The Strathclyde Literacy Clinic

  • Thomson, Jane (Academic)

Project: Internally funded project

Project Details


I developed the Strathclyde Literacy Clinic with my colleague, Sue Ellis, and was nominated for the Guardian Higher Education Award. The Strathclyde Literacy Clinic began as a volunteering project but has now been developed into an award bearing module.
Almost one-third of Strathclyde's B.Ed4 and B.Ed3 cohorts volunteered to take part. Students work in teams of four to coach one struggling pupil, who gets one lesson per week from each team member, for 10 weeks. Each student writes-up their lesson in a pupil-file (kept in school) and phones the next day’s student to report issues and discuss immediate learning priorities. Weekly tutorial support is provided for the student teaching teams by university staff.

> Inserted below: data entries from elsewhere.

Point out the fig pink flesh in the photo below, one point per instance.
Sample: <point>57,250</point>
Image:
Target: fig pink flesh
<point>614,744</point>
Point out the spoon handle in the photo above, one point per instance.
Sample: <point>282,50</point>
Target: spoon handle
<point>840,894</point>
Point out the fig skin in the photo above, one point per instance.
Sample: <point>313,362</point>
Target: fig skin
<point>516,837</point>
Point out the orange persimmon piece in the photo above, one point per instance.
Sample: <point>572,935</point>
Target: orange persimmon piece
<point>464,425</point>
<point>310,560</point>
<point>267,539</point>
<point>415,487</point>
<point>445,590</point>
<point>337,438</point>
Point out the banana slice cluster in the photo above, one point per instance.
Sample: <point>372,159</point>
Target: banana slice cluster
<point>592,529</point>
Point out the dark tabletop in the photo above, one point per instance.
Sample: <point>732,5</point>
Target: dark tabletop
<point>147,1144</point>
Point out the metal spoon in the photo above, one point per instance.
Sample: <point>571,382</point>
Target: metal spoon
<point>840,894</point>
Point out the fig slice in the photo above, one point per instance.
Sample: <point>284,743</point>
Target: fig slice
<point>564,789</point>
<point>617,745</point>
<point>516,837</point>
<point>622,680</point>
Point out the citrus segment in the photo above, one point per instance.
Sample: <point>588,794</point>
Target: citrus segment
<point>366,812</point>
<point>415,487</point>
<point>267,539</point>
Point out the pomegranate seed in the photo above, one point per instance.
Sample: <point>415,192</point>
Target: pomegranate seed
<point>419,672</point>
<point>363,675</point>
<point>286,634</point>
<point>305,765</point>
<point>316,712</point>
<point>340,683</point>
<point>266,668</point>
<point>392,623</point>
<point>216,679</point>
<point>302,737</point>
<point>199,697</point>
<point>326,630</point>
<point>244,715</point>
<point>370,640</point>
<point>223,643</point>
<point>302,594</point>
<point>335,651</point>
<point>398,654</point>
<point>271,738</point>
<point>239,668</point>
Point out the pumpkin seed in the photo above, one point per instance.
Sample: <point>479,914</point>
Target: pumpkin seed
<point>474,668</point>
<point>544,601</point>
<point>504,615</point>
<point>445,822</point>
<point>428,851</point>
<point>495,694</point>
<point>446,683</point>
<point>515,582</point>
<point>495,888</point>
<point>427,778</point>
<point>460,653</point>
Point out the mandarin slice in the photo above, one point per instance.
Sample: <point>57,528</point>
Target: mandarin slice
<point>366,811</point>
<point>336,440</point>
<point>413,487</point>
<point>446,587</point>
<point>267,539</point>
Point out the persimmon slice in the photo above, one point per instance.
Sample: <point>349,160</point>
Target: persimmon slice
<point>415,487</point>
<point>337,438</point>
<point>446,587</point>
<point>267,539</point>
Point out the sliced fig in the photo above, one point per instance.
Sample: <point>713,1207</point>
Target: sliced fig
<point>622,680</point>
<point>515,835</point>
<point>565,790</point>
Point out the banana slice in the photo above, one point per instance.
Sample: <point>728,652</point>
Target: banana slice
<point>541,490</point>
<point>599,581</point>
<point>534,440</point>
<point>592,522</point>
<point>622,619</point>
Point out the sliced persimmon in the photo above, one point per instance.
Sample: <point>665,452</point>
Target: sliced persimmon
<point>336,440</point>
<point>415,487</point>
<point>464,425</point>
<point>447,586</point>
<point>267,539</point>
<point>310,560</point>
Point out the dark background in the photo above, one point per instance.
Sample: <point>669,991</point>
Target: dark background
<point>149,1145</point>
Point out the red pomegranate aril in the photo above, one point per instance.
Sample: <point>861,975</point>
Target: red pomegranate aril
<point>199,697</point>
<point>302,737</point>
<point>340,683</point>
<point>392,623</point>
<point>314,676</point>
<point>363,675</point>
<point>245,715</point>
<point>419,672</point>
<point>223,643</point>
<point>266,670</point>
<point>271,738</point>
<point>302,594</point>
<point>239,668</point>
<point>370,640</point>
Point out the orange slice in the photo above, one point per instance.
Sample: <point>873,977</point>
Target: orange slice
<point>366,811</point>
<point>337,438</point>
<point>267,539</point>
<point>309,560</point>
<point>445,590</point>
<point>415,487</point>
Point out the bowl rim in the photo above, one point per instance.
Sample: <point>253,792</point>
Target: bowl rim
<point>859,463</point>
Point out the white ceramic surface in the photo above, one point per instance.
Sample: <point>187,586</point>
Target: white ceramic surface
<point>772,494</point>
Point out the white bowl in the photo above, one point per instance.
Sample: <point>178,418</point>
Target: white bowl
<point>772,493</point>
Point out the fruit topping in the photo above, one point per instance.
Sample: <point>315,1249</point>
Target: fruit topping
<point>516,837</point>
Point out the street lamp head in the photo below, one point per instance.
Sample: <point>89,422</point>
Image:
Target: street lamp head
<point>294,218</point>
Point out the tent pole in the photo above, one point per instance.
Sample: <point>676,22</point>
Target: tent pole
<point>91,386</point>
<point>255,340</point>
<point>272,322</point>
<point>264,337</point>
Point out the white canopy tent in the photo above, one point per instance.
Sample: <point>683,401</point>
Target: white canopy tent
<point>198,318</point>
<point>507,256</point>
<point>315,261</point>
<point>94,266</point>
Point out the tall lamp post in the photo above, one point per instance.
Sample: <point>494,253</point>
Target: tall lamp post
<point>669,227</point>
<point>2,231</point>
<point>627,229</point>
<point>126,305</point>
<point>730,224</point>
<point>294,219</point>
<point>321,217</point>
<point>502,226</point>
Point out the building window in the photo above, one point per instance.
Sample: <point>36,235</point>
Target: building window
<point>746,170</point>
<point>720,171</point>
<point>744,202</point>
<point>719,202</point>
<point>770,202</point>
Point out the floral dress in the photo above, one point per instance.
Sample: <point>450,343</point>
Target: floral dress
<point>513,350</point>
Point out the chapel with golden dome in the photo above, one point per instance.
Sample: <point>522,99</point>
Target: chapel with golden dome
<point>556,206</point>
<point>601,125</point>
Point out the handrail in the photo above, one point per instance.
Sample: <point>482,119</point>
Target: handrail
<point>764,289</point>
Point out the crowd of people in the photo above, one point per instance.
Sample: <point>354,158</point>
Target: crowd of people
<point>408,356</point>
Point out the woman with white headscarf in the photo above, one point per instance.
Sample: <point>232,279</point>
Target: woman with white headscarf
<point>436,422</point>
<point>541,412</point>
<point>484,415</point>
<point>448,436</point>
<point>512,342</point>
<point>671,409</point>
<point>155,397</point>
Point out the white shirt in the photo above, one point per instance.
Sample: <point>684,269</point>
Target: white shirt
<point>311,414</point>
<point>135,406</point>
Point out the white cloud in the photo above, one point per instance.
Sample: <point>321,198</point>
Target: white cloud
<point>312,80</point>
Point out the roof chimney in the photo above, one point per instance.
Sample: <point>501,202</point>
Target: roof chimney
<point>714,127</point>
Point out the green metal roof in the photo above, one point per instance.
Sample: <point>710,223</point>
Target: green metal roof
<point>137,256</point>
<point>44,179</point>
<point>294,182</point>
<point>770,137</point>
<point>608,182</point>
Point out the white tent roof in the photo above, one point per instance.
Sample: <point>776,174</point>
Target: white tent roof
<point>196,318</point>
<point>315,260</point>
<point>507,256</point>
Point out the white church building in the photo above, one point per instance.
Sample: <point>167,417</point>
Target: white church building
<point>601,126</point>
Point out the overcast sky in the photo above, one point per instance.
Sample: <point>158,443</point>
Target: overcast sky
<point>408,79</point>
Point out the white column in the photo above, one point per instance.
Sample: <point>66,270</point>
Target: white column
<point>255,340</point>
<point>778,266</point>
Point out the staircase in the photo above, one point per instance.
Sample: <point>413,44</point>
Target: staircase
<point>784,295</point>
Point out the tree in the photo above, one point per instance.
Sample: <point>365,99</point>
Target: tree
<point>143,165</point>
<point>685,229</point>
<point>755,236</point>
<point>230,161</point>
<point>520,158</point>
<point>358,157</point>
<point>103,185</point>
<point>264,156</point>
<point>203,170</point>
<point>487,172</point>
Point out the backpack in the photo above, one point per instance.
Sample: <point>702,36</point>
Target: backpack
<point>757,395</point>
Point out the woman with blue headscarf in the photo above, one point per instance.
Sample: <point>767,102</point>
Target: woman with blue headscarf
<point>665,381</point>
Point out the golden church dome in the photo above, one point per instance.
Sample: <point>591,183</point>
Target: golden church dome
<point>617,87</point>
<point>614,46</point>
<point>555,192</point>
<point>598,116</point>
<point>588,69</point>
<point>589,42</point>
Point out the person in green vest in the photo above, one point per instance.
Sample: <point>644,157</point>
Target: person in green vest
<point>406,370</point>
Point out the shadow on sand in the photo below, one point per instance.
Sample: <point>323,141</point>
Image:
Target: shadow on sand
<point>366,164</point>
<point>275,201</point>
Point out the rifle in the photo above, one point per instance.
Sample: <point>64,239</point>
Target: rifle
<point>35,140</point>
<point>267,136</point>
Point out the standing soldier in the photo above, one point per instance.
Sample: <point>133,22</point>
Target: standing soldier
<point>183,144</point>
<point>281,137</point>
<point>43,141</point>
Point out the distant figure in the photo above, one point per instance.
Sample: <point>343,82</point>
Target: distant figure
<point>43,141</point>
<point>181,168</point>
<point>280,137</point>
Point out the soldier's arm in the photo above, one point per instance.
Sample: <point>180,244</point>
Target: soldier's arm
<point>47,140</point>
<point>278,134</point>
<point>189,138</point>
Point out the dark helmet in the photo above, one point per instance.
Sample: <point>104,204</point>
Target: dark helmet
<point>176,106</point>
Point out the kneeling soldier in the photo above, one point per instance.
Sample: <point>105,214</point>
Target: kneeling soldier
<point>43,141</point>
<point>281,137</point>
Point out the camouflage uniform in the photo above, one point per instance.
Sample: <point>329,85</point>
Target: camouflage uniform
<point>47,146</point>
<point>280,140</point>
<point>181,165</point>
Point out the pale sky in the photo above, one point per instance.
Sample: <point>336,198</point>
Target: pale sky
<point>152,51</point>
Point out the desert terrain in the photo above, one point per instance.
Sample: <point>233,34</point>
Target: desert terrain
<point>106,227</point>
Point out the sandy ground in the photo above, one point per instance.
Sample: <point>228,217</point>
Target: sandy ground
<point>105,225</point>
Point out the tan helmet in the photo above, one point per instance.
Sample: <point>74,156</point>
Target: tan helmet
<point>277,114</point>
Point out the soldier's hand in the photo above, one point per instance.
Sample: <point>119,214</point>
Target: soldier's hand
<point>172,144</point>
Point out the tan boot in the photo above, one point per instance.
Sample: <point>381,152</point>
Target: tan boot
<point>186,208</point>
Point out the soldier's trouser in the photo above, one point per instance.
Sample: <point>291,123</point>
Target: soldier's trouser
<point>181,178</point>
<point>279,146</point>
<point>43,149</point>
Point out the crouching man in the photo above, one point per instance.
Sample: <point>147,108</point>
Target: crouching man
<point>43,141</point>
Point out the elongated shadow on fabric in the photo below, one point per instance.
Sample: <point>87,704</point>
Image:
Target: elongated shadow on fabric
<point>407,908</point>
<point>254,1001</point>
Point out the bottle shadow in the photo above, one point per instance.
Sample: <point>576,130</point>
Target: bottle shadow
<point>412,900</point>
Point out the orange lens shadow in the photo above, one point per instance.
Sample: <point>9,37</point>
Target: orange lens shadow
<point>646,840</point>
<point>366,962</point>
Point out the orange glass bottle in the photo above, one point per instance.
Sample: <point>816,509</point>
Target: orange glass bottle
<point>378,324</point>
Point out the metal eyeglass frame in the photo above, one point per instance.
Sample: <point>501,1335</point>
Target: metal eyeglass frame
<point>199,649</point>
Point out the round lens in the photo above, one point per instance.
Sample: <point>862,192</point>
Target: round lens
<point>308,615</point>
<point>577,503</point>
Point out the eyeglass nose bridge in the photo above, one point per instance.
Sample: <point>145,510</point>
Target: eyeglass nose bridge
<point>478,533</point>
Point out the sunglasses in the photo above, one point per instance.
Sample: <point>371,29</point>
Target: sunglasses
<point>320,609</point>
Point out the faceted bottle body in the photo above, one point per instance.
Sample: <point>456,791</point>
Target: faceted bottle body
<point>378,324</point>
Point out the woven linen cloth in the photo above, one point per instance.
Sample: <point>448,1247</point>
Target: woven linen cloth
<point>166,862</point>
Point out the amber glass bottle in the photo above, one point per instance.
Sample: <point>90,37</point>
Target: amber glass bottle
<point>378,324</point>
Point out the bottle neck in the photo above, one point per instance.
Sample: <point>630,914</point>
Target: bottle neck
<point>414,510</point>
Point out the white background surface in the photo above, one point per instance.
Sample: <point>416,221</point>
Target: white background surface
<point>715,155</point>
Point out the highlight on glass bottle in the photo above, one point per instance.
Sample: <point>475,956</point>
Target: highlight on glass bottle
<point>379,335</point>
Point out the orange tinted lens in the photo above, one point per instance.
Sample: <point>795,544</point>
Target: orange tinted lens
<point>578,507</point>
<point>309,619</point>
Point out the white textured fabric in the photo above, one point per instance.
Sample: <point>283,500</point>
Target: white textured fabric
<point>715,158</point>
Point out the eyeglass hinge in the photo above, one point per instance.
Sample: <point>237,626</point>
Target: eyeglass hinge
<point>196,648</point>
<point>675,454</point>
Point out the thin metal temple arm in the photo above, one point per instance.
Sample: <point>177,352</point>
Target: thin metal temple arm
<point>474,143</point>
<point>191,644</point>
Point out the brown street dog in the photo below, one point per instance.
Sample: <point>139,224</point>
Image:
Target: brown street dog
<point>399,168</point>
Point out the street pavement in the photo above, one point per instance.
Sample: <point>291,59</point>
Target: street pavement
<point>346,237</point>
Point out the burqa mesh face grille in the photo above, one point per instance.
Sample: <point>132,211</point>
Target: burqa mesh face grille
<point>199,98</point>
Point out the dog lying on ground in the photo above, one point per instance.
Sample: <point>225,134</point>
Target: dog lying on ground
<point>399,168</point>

The project was designed to build student teachers’ fluency in real-time teaching responses in ways that provide a strong emotional and social dimension to their learning. It does this by using a short-term intervention in which student teachers use their literacy-teaching knowledge on real children with reading problems. It is based in one of the poorest parts of Glasgow and makes a real difference to the life chances of children in local primary schools. At the same time, it advances Strathclyde student teachers’ skills and maintains the University’s sector-leading status for literacy teacher education. This model incorporates a subtle shift from the focus that drives traditional models student-teacher learning. Instead of emphasizing planning and evaluating, it focuses directly on the student teacher’s impact on pupils’ learning, using hard measures of pupil progress. We use the group dynamic to generate discussion, create shared responsibility, and purposeful planning and record keeping, which all support responsive, informed teaching.
Every student teacher must learn what it feels like to make a lasting difference to a child’s life by helping them become literate. This is one example of the many ways that Strathclyde student teachers make a difference. In this project, they learn that they can make a difference, and how to go about it.

Key findings

Through participation in the Literacy Clinic, both struggling readers and the students who coach them are rewarded. The pupils make gains in their reading attainment, generally increasing reading age by up to 12 months during a 10 week period (although one child gained 2 years and 3 months). Students learn through collaborating with each other and using their content knowledge of teaching reading in a live situation.